A federal appeals court in Chicago last month ruled in favor of California-based editor and lawyer Leslie Klinger, saying he did not have to pay royalty fees to the Conan Doyle estate, over his plans to publish a new volume of Holmes stories penned by contemporary authors.
The estate then asked the high court to delay enforcement of the appeals court ruling, at least temporarily, until its legal team could prepare a more detailed petition for the justices to hear their case.
There was no indication when the court would rule. The nine-member bench is on a three-month recess, but is available to handle these time-sensitive matters.

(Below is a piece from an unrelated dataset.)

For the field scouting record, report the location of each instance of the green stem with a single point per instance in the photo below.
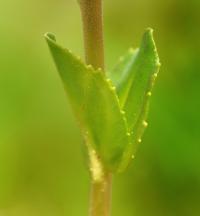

Conan Doyle created one of the most famous and enduring characters in fiction, with four novels and 56 short stories published from 1887 to 1927. The final 10 stories remain under copyright protection in the United States until 2022, while the rest are in the public domain.
In their high court claim, the estate asserts Holmes and Watson "were not static but are dynamic literary characters who changed and developed throughout the Sherlock Holmes canon."
Their lawyers say that means the adventures of the fictional friends from decades ago cannot be appropriated today, based on older Conan Doyle works that are in the public domain.
"Many aspects of these characters' natures are not revealed until the final 10 stories, which are still under copyright protection" say the estate's lawyers. "The 10 stories are not set exclusively in the characters' old age but at various points throughout the characters' lives."
The financial stakes remain lucrative. The estate says the Holmes character has been portrayed in more than 200 films, and that it has a financial and creative interest in ensuring the detective "is not despoiled in a way that would irreparably damage the value of the Sherlock Holmes copyright."
Klinger had earlier paid a $5,000 licensing fee to the estate in 2011 for an initial work of re-imagined Holmes stories called "A Study in Sherlock." But he refused to pay a fee for a planned November sequel, "In the Company of Sherlock Holmes." Klinger's publisher, Pegasus Books, is supporting him in court.
Klinger's website describes him as "one of the world's foremost authorities on Sherlock Holmes and Dracula."
In his blog, he dismisses the appeal to the Supreme Court. "The 7th Circuit [federal appeals court] ruled on June 22 in our favor, finding that creators were free to use the characters of Holmes, Watson, etc., so long as the creators did not infringe on the 'protected elements' in the remaining 10 copyrighted stories," said Klinger. "Clearly, the characters' names and most of their characteristics are not such 'protected elements.' Thus, to put it very loosely, Sherlock Holmes is 'free.'"
The case is Conan Doyle Estate Ltd. v. Klinger (14a47).